Zero weights and statistical power
I'm interested in data contained the harassment modules (in Waves 1, 3, 5 and 7), but am concerned about the significant reduction in statistical power arising from the increasing proportion of respondents who are assigned values of 0 in w_ind5mus_xw. I understand from a previous thread (#877) that ..... 'The provision of weights requires the ability to estimate probabilities of continuing to respond over multiple waves. This is true of cross-sectional weights as well as longitudinal ones, as they are derived from the longitudinal ones (how this was done is described in section 126.96.36.199 of the User Guide). In consequence, a person in a household where there is no person who has been enumerated at every wave up to wave w will get a weight of zero. Such people should not be given a weight, as the weights for all other sample members are calculated in a way that compensates for these "missing" people.'
However, the 'compensation' appears to also result in a significant loss of statistical power. Taking as base the unweighted number of respondents who provide a valid answer to the 'attacked' items, the weighted population size has reduced from 92% of actual respondents in W1 (7418/8072) to just 27% in W7 (2711/9973). The resulting reduction in power is of concern and given the rationale outlined above, will continue to increase over time as the % of households in which someone has been enumerated at every wave will continue to diminish. It also seems rather wasteful of people's time that the responses of the majority of participants is, through the weighting process, assigned to a statistical waste bin!

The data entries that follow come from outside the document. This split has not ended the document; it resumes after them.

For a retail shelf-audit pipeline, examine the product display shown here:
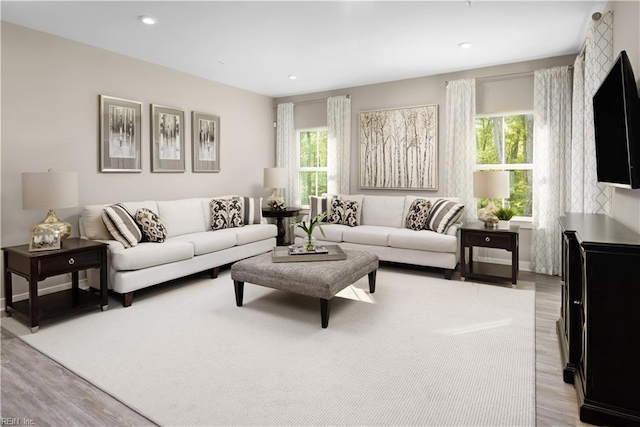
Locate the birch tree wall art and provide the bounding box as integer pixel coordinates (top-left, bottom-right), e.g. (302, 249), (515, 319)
(360, 105), (438, 190)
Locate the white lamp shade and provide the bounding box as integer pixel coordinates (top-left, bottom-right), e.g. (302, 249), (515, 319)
(473, 171), (511, 199)
(264, 168), (289, 188)
(22, 172), (78, 210)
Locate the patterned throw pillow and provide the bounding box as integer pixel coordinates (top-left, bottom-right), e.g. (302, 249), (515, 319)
(406, 199), (431, 231)
(210, 199), (244, 230)
(102, 203), (142, 249)
(136, 208), (167, 243)
(242, 197), (262, 225)
(329, 199), (360, 227)
(425, 199), (464, 234)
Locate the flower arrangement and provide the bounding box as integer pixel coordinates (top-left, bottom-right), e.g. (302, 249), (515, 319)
(293, 212), (327, 251)
(493, 207), (516, 221)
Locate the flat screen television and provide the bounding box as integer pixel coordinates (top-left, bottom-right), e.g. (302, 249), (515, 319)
(593, 50), (640, 188)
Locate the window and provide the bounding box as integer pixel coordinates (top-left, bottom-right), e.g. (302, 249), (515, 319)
(476, 114), (533, 218)
(298, 129), (327, 208)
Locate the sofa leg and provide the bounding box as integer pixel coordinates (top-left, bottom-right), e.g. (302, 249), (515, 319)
(122, 292), (133, 307)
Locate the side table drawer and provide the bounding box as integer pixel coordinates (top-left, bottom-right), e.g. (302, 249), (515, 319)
(464, 233), (511, 249)
(38, 250), (100, 275)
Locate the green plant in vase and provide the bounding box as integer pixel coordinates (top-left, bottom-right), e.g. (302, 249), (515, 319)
(293, 212), (327, 251)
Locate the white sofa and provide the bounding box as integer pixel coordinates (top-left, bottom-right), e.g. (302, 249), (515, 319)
(294, 194), (462, 279)
(79, 196), (277, 307)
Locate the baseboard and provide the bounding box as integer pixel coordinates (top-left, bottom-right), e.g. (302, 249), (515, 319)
(0, 279), (89, 313)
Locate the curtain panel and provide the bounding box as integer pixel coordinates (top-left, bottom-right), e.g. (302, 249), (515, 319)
(531, 66), (572, 274)
(443, 79), (478, 222)
(327, 96), (351, 194)
(276, 102), (300, 206)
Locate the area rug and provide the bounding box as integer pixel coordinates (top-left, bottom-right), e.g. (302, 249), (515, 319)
(2, 268), (535, 426)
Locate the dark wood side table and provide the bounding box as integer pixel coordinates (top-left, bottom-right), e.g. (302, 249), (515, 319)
(2, 238), (109, 332)
(262, 208), (302, 246)
(460, 222), (520, 285)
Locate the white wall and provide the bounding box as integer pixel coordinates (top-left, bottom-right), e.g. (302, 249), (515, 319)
(276, 55), (575, 268)
(1, 22), (275, 298)
(608, 1), (640, 233)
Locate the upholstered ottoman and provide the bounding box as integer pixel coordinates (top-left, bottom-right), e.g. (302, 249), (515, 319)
(231, 251), (378, 328)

Be very grateful if you could suggest any ways round this problem.
Updated by Olena Kaminska over 3 years ago
You are correct about the 'loss' of statistical power in the analysis of extra five minutes. This loss is almost exclusively not due to attrition and nonresponse but due to design. Here are a few details about it.
Firstly, this 'large' loss of power is only for extra 5 minutes analysis - and really only for when you want an estimate of the population for extra 5 minute questions. It results from the fact that we oversample by a big factor the minority groups and the fact that the non-minority group is relatively small (note - it is sufficient for most of analysis though). This is because the extra 5 minute questions are not really designed for overall population estimates (although you can use our data to obtain them). The main purpose of these are to obtain good estimates for minorities - 5 specific groups, and to compare them to non-minority group. Please note that if you look at the statistical power for the estimates of each of the separate group and of any estimate that compares them to non-minority group - it will be much higher. The 'loss' is only apparent when you combine these together - and even that will give you enough statistical power to detect most important differences and obtain good estimates for social statistics - in effective sample size it is equivalent to a good quality survey.
I hope this helps,
Updated by Eric Emerson over 3 years ago
Many thanks for this. I am aware of the purposive oversampling of specified minority ethic groups. However, the main issue appears to be the increasing proportion of extra 5 minute respondents being given zero weights (presumably as they live in a household where there is no person who has been enumerated at every wave up to wave w). Hence, the reduction in the proportion of the weighted to unweighted extra 5 min sample over waves (0.92 in W1, 0.81 in W3, 0.72 in W5, 0.27 in W7). So, although the oversampling strategy has remained constant across waves the weighted sample size has systematically dropped (7418 in W1, 4549 in W3, 3599 in W5, 2711 in W7). This is my major concern as, given the procedure for allocating zero weights we can assume continuing decreases in future waves. Given that some of the variables include important but relatively rare events (being assaulted in specific settings) a sample size of 2711 is rather small. By W9 it could well be unusable. I am aware that we can proceeded without using the weights, but this always seems a less desirable course of action.
Updated by Olena Kaminska over 3 years ago
Thank you for your kind response and for providing the numbers. Most importantly, I would like to warn you that especially with extra 5 minute analysis one can not run it unweighted – it won’t represent the population simply because the 5/6 of the sample comes from minority groups. But one can use either design weight for extra 5 minute or (I suggest) wave 1 extra 5 minute weight and then apply a nonresponse correction (just to correct for attrition between wave 1 and wave 7 if the data used in analysis is from wave 7 for example). In the latter situation the weights will take care for all the different probabilities of selection and for wave 1 nonresponse – and you can gain numbers through a more tailored nonresponse correction.
There are two things to mention about the weights: the currently released cross-sectional extra five minute weight relies on a continuous longitudinal household participation in a survey. I can see now that this would not be ideal for your analysis. There will be released (planned to be released with the next release) another extra five minute weight. This one will incorporate IEMB (which started at wave 6) – which will add more numbers to cross-sectional analysis, it will also not rely on continuous response – just on wave 1 response.
I hope this answers your question,